VENDIAMO LE CASE POPOLARI?
Immaginate che una città come Verona, Parma o Perugia abbia un solo proprietario delle case, proprio di ogni casa, insomma il proprietario della città. Impensabile? Invece: è la realtà di Roma, dove i soggetti pubblici (Ater della Regione e il Comune di Roma) sono proprietari di quasi 50mila appartamenti il primo e di circa 26mila il secondo. Insieme superano le 70mila unità, al cui interno è facile stimare una popolazione analoga a Verona, Parma o Perugia.
È un’altra foto della «periferia» di Roma. Un altro modo di conoscere il mistero delle tante piccole città che stanno dentro la città, dentro Roma, sempre meno città e sempre più un contenitore di città.
Parliamo dell’edilizia pubblica popolare nata da più di un secolo per rispondere alla domanda crescente di abitazioni. Già ai primi del Novecento Ernesto Nathan pensò e realizzò alcuni quartierecittà come Testaccio e Garbatella. Durante il Fascismo, anche per lo sventramento del centro storico, furono create nuove città satellite come Quarticciolo, Collatina e le altre.

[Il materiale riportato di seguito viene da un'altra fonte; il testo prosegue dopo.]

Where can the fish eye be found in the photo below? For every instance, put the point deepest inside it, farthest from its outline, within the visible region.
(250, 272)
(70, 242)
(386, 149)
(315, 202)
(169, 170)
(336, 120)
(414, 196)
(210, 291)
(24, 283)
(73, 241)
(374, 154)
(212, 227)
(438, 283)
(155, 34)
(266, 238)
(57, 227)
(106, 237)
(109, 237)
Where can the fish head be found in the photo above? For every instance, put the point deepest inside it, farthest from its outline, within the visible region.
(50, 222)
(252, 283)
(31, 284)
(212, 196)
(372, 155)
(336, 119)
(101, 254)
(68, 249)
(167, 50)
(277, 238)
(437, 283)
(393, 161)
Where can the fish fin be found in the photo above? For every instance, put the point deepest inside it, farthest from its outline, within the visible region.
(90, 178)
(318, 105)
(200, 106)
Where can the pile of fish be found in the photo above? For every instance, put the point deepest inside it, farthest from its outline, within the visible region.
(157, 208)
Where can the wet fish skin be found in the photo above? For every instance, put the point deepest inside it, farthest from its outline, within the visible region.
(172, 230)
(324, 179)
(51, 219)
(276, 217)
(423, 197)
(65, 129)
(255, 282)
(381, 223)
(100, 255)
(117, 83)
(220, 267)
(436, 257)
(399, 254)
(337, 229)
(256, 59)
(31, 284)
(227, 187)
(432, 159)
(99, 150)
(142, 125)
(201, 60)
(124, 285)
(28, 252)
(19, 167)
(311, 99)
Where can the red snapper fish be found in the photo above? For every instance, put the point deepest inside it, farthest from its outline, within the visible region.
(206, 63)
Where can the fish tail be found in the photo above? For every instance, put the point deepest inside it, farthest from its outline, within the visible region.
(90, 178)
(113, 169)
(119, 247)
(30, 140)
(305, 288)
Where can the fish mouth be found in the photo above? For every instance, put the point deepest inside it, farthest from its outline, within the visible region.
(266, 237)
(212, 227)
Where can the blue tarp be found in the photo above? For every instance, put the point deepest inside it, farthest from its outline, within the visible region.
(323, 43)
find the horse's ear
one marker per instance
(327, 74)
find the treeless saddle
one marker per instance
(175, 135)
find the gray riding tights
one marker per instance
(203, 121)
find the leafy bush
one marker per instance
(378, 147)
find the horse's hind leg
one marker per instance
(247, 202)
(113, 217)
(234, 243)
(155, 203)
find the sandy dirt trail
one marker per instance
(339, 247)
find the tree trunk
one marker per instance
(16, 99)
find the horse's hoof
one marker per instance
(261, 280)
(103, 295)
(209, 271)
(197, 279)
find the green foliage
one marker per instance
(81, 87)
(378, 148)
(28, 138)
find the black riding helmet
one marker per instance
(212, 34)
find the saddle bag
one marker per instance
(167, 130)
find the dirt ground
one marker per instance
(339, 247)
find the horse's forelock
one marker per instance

Le città di Nathan sono oramai un tessuto edilizio e sociale che non può certo definirsi «periferia». Al contrario, l’edilizia pubblica degli Anni 70 (Tor Bella Monaca, Laurentino 38, Corviale) è bloccata dentro un meccanismo periferico da cui non riesce a uscire.
Bisognerebbe trovare il modo di emancipare almeno una parte dell’edilizia popolare dal destino di degrado.